During a recent session, the conversation was almost eerily timely: In the wake of revelations that a U.S. Customs and Immigration Enforcement doctor had forced sterilizations on detained undocumented women, Bridges steered the conversation to historic U.S. Supreme Court cases that dealt with eugenics, including Buck v. Bell and Box v. Planned Parenthood.
Leading the students through the discussion, Bridges posed questions that echoed her own scholarship, including a recent Harvard Law Review paper. Did Carrie Buck, a white woman who was the plaintiff in the 1927 decision upholding a Virginia law that allowed the sterilization of “mental defectives” without their consent, benefit from white privilege? What role did her whiteness play in the Court’s decision and in her ultimate forced sterilization, and was her class a factor as well?
The questions were challenging, especially for students in their first few weeks of law school.

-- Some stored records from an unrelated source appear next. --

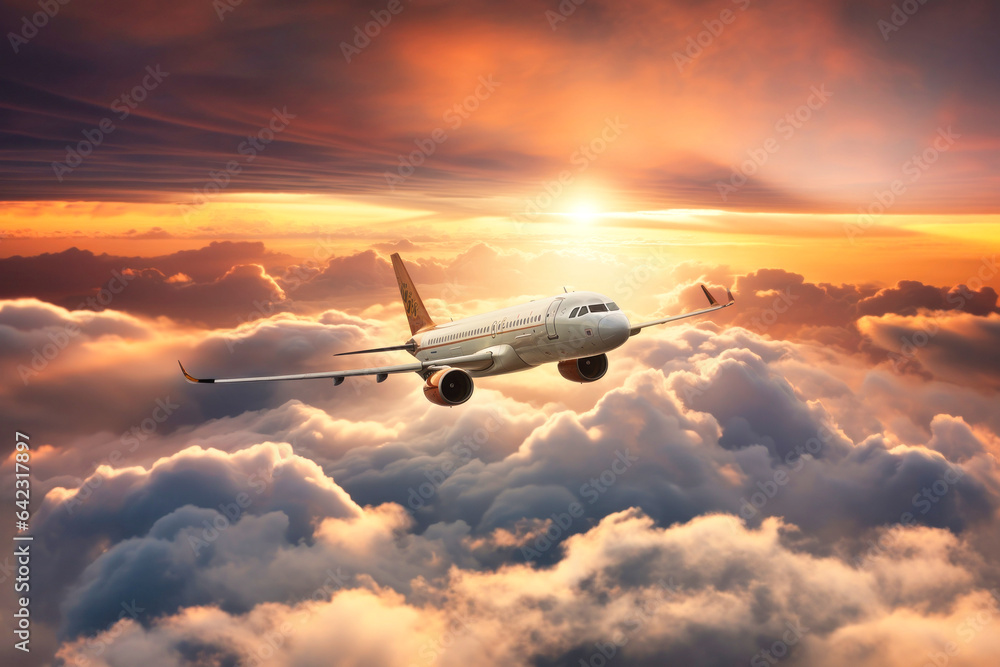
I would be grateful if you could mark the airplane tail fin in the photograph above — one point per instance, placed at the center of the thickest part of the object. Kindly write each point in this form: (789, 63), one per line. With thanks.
(416, 314)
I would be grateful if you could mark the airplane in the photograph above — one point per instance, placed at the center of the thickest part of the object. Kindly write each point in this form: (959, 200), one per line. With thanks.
(575, 330)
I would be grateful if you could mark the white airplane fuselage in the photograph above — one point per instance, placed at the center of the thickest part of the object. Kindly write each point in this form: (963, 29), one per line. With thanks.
(529, 334)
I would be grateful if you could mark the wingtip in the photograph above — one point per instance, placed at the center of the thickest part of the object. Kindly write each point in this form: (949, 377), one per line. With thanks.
(188, 376)
(708, 295)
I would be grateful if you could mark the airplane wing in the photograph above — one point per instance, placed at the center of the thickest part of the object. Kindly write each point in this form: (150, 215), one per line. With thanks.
(382, 372)
(714, 305)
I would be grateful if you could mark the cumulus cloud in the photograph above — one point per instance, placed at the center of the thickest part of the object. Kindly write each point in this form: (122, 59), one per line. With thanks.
(704, 590)
(720, 483)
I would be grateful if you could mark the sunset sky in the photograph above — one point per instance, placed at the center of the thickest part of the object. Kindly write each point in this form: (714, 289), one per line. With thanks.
(223, 183)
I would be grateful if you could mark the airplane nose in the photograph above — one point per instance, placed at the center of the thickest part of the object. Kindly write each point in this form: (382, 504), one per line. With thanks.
(613, 329)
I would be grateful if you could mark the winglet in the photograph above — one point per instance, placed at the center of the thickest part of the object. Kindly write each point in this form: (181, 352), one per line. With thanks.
(191, 378)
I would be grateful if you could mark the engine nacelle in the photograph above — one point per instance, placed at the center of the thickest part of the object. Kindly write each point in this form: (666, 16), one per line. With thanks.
(587, 369)
(449, 386)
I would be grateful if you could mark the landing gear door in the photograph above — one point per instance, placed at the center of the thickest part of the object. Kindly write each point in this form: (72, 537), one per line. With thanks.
(550, 318)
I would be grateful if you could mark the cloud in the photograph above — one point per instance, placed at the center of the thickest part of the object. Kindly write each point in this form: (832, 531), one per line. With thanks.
(956, 347)
(627, 588)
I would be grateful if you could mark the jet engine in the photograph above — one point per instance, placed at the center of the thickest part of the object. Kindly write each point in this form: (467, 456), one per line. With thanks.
(449, 386)
(587, 369)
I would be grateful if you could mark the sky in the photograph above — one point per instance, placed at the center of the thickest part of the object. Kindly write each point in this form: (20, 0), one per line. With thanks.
(807, 478)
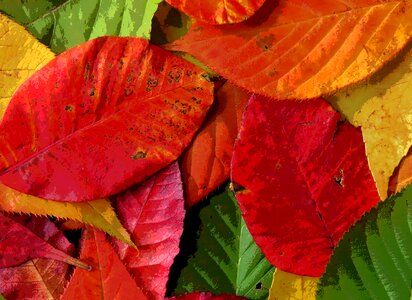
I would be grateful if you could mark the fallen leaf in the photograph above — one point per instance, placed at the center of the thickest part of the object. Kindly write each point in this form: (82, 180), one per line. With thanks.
(382, 108)
(19, 244)
(108, 278)
(65, 24)
(153, 213)
(295, 50)
(20, 56)
(206, 163)
(98, 213)
(125, 110)
(227, 260)
(302, 179)
(218, 11)
(292, 287)
(373, 260)
(38, 278)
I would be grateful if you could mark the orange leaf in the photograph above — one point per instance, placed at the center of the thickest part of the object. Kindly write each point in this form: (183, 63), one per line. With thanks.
(206, 163)
(218, 11)
(108, 278)
(290, 49)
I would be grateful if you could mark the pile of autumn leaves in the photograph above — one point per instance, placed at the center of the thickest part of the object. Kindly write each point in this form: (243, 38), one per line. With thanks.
(148, 134)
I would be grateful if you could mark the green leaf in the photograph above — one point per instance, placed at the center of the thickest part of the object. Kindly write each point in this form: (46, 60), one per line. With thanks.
(374, 259)
(63, 24)
(227, 260)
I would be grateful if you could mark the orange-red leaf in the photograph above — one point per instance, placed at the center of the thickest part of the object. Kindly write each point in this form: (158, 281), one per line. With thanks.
(99, 118)
(108, 278)
(302, 179)
(218, 11)
(293, 49)
(153, 213)
(206, 163)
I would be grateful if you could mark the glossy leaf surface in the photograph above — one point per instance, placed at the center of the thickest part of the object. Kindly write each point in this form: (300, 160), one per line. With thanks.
(218, 11)
(373, 260)
(114, 110)
(206, 163)
(20, 56)
(153, 213)
(302, 179)
(38, 278)
(63, 24)
(288, 50)
(108, 278)
(227, 260)
(19, 244)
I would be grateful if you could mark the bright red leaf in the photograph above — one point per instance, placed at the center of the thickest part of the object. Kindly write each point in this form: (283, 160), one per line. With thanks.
(99, 118)
(38, 278)
(206, 163)
(108, 278)
(153, 213)
(302, 179)
(218, 11)
(18, 244)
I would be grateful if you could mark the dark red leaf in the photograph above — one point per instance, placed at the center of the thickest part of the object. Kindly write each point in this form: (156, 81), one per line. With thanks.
(153, 213)
(99, 118)
(302, 179)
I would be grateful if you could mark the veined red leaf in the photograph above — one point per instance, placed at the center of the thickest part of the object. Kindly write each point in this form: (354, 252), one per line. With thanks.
(38, 278)
(292, 49)
(108, 278)
(218, 11)
(99, 118)
(302, 179)
(153, 213)
(18, 244)
(206, 163)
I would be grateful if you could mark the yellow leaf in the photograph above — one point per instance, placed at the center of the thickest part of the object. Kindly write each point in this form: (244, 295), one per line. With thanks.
(288, 286)
(382, 107)
(98, 213)
(20, 56)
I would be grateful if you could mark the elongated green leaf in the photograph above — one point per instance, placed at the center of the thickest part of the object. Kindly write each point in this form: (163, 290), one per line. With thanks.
(227, 260)
(63, 24)
(374, 259)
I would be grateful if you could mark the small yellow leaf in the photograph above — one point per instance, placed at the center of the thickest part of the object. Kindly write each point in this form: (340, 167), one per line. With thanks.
(20, 56)
(288, 286)
(98, 213)
(382, 107)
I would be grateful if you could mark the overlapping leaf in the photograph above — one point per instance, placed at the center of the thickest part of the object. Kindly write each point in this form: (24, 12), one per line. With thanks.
(218, 11)
(373, 260)
(63, 24)
(227, 260)
(108, 278)
(294, 50)
(302, 179)
(38, 278)
(114, 110)
(153, 213)
(382, 108)
(20, 56)
(206, 163)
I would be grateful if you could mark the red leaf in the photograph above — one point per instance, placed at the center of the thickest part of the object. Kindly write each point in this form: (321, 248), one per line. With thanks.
(99, 118)
(218, 11)
(153, 213)
(38, 278)
(302, 179)
(206, 163)
(205, 296)
(108, 278)
(18, 244)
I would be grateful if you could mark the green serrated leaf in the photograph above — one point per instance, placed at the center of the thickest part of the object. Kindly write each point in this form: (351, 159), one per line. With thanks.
(63, 24)
(374, 259)
(227, 260)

But the conversation flowed freely, the small size of the course allowing for an intimate feel.
“The class has been truly amazing. I feel like we have built a little community — a little family,” Bridges says. “I know that I feel less isolated — less disconnected — than I did before we started our classes together. I hope that my students feel the same way.”
Finding lifelong friendships

For Alper and Roth, who first met as rising 3L students when they interned at the Public Defender Service in Washington, D.C., and have been friends ever since, the course was a chance to teach together for the first time. As they wrote in their (often lighthearted) course syllabus, they also wanted to give 1Ls an opportunity to make a lifelong friend in their first semester of law school.
“If there’s one word that nobody thinks of when they think of 2020, it is ‘fun’,” Alper says. “Andrea and I wanted to create a fun course for incoming 1Ls that exposed them to some of the criminal law issues and themes they will soon encounter in their legal studies, and that they are already grappling with in their real lives.”
For each session, students are assigned a movie or TV show to watch, and must write a one-page paper reflecting on what they’ve seen. Since the course is during dinner time, Alper and Roth have encouraged students to eat and drink during the discussion.

“All of 2020 has been full of struggles, obviously, but also opportunities for bipartisan criminal justice reform,” Roth says. “Because of that, it’s a fascinating year to revisit with young people just entering the profession how popular culture shapes and is shaped by criminal law, from the old classics — for example, 12 Angry Men — to more recent stories of the fight for racial justice and the slowly increasing diversity of the profession, such as Just Mercy.”
Jang was attracted to the class for the chance to discuss and reflect, since the rest of her course load is more lecture-based. She was also advised by a second-year student to get to know Alper and Roth if she was interested in criminal law.
Their course, she says, has hit all those goals on the head.
“Everyone fits on one screen, so it feels like we’re in one room together. Gauging the virtual room doesn’t take as much energy with a small class, and it’s easier to speak up without having to worry about drowning out someone else,” Jang says. “With fewer people, everyone can and is encouraged to participate. I’ve gotten to hear my peers talk about things they actually care about, which doesn’t happen in the doctrinal classes I’m taking.”